To assess performance, we rely on the standard Jaccard Index, commonly known as the PASCAL VOC intersection-over-union metric IoU = TP / (TP+FP+FN) [1], where TP, FP, and FN are the numbers of true positive, false positive, and false negative pixels. For evaluate the performance of video data, we report mean IoU: mIoU = sum(IoU(frame(i))) / numFrames, where frame(i) means the i th frame, 0 < i < numFrames, numFrames is the total frame number of video.

mWFM

wFM compute the weighted F-beta measure, which was proposed in "How to Evaluate Foreground Maps?" [2], wFM = (1 + β²) (Precision^w ⋅ Recall^w) / β² ⋅ Precision^w ⋅ Recall^w, where Precision^w = TP^w / TP^w + FP^w, Recall^w = TP^w / TP^w + FN^w.

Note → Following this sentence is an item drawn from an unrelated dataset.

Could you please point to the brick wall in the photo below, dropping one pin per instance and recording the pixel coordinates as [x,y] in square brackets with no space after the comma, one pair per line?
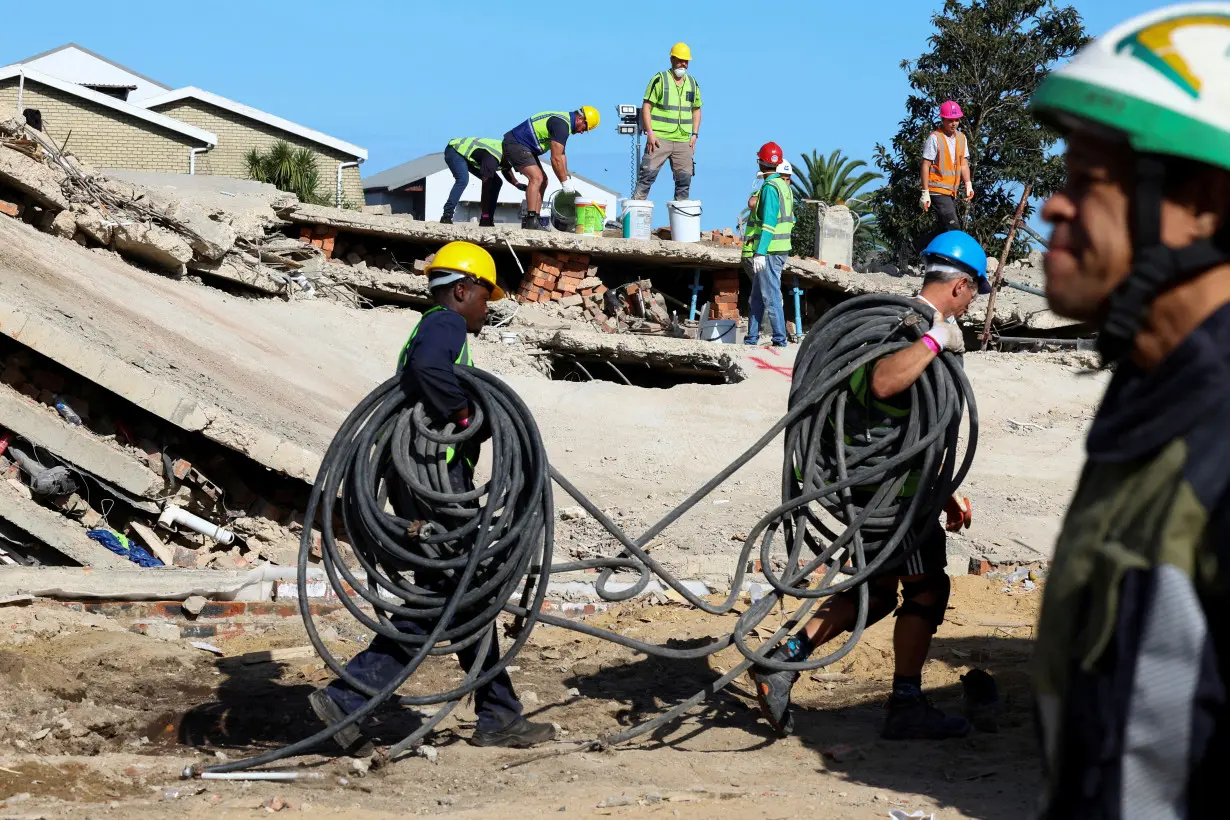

For more information about TP^w, FP^w and FN^w, please read the above paper. For evaluate the performance of video data, we report mean wFM: mWFM = sum(wFM(frame(i))) / numFrames, where frame(i) means the i th frame, 0 < i < numFrames, numFrames is the total frame number of video.

runtime

runtime is the time(seconds) it takes to process a frame.

Results

Usage

Supports sorting or searching to find the data you want.

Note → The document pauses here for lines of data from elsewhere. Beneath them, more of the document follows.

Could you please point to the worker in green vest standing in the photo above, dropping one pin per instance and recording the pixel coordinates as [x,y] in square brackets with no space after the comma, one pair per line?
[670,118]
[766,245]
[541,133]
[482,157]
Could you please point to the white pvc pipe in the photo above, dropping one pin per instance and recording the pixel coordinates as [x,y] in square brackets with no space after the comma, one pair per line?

name	code	video	deep	mIoU	mWFM	runtime
DSR	matlab	no	no	0.222	0.329	4.03
MB+	matlab	no	no	0.220	0.300	0.02
GMR	matlab	no	no	0.202	0.258	0.46
SMD	matlab	no	no	0.294	0.365	0.89
RBD	matlab	no	no	0.243	0.357	0.15
ELE+	matlab	no	no	0.371	0.417	7.80
HDCT	matlab	no	no	0.221	0.396	3.35
RFCN	matlab	no	yes	0.451	0.510	1.00
DHSNet	matlab	no	yes	0.493	0.581	0.03
DSS	matlab	no	yes	0.400	0.517	0.82
FSN	matlab	no	yes	0.443	0.505	0.08
DCL	matlab	no	yes	0.444	0.515	0.47
SSA	matlab	yes	yes	0.333	0.414	6.76
FST	matlab	yes	yes	0.319	0.382	4.52
MSG	matlab	yes	yes	0.153	0.182	14.3
RMC	matlab	yes	yes	0.205	0.233	7.42
NRF	matlab	yes	yes	0.496	0.551	0.18
HDC	matlab	yes	yes	0.582	0.649	0.73
CB	matlab	no	no	0.108	0.166	--
BSCA	matlab	no	no	0.137	0.217	--
ELD	matlab	no	yes	0.285	0.362	--
LEGS	matlab	no	yes	0.190	0.249	--
MCDL	matlab	no	yes	0.255	0.133	--
HS	matlab	no	no	0.174	0.268	--
GP	matlab	no	no	0.100	0.164	--

References

[1]. Mark Everingham, S. M. Ali Eslami, Luc J. Van Gool, Christopher K. I. Williams, John M. Winn, Andrew Zisserman, "The Pascal Visual Object Classes Challenge: A Retrospective," International Journal of Computer Vision, vol. 111, no. 1, 2015, pp. 98-136.

[2]. Ran Margolin, Lihi Zelnik-Manor, Ayellet Tal, "How to Evaluate Foreground Maps," Computer Vision and Pattern Recognition, 2014, pp. 248-255.